Methods: Data on patients hospitalized with RSV LRI and their outcomes were prospectively collected. Demographic data were obtained on enrollment by center study nurses. Data recorded daily included clinical assessment, oxygen saturation determination, and interventions (bronchodilators, steroids, ribavirin, antibiotics, intensive care, and mechanical ventilation) received during the day. Patients were divided into those with underlying diseases including congenital heart disease, chronic lung disease, immunodeficiency, or multiple congenital anomalies and those who were previously healthy. Mean RSV-associated length of stay and the proportion of patients receiving each intervention in each group were determined by hospital.

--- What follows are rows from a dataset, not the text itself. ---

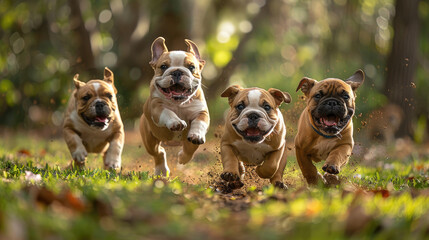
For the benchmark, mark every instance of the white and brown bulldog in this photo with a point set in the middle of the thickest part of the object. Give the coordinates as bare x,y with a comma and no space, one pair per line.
255,134
325,127
176,108
92,123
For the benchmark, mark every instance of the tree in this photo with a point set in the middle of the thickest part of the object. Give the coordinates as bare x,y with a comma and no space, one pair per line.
402,62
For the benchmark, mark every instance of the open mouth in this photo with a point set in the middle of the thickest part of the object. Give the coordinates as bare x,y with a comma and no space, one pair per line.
98,121
331,123
252,134
176,92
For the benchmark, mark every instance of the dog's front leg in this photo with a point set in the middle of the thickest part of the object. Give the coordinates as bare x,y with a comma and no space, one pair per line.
76,147
112,157
198,129
270,165
230,164
338,157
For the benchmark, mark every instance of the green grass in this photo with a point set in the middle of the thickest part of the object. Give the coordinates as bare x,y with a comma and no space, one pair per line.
387,201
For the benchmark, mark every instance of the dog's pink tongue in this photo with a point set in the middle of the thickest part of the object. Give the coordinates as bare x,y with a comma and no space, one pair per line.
252,132
100,119
330,121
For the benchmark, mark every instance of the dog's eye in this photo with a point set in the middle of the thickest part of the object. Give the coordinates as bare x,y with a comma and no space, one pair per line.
191,68
318,96
86,97
346,97
267,107
240,107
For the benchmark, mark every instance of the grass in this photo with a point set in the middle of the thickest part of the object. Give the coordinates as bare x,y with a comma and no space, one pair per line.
41,198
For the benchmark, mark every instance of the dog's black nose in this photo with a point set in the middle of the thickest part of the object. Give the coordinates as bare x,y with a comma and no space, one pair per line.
253,116
99,107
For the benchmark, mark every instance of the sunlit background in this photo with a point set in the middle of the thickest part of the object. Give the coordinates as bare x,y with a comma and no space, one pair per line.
251,43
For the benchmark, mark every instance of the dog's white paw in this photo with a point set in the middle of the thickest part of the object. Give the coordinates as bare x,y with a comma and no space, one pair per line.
80,154
112,163
162,170
176,125
196,138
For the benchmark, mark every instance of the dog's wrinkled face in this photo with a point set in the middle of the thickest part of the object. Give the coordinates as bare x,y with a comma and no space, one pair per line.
331,102
96,101
254,112
177,73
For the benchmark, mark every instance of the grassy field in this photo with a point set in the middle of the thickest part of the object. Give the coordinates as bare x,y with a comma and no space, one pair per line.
41,198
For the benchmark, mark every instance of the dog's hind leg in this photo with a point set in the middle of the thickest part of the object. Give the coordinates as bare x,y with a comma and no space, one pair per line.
154,148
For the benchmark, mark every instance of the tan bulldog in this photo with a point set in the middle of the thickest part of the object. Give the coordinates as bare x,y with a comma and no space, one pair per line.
325,128
92,123
176,108
255,134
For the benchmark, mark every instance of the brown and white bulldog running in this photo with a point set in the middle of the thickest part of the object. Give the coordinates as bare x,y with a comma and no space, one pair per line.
255,134
325,128
92,123
176,108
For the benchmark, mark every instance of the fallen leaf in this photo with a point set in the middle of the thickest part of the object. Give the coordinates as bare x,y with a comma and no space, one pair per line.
30,176
24,152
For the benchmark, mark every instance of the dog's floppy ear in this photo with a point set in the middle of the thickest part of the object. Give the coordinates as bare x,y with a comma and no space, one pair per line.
192,48
158,48
108,75
356,79
231,92
280,96
109,78
78,84
305,85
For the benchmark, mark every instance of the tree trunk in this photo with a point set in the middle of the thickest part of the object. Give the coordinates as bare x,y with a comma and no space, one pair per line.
85,62
402,62
222,81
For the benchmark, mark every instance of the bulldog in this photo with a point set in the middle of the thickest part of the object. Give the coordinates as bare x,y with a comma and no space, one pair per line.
325,127
176,108
92,123
255,134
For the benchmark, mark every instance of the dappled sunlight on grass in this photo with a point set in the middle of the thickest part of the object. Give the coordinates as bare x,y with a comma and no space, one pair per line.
41,195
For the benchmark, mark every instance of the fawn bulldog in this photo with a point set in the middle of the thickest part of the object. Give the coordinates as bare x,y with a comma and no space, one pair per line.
255,134
325,127
176,108
92,123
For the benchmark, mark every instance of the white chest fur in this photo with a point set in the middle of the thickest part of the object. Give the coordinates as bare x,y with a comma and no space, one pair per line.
323,148
253,154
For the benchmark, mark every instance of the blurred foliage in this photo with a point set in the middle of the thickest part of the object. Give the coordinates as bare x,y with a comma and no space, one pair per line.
318,39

Results: A total of 1516 patients were enrolled at nine hospitals during January 1 to June 30, 1993, and January 1 to April 30, 1994. Significant differences were observed among hospitals in the proportion of patients with underlying disease, postnatal age less than 6 weeks, hypoxia, and pulmonary infiltrate on chest radiograph. The mean length of stay varied among hospitals from 8.6 to 11.8 days and 4.6 to 6.7 days in compromised and previously healthy patients, respectively. Except for receipt of bronchodilators, compromised patients were significantly more likely to receive interventions than previously healthy patients. There was variation among hospitals in receipt of most interventions in compromised and previously healthy patients. This variation was statistically significant for previously healthy patients but not statistically significant in those with underlying disease, because the numbers of patients in the latter group were much smaller. The magnitude of the variation for each intervention, however, was not different between those with underlying disease compared with previously healthy patients.
Conclusion: Differences exist among tertiary pediatric hospitals in the nature of the patients admitted with RSV LRI. Variation occurred in the use of five interventions among the hospitals, regardless of whether the patient had underlying illness or was previously healthy. Given their current widespread use, high cost, and potential side effects, randomized clinical trials are needed to determine the efficacy of different drug treatments used to treat infants hospitalized with RSV.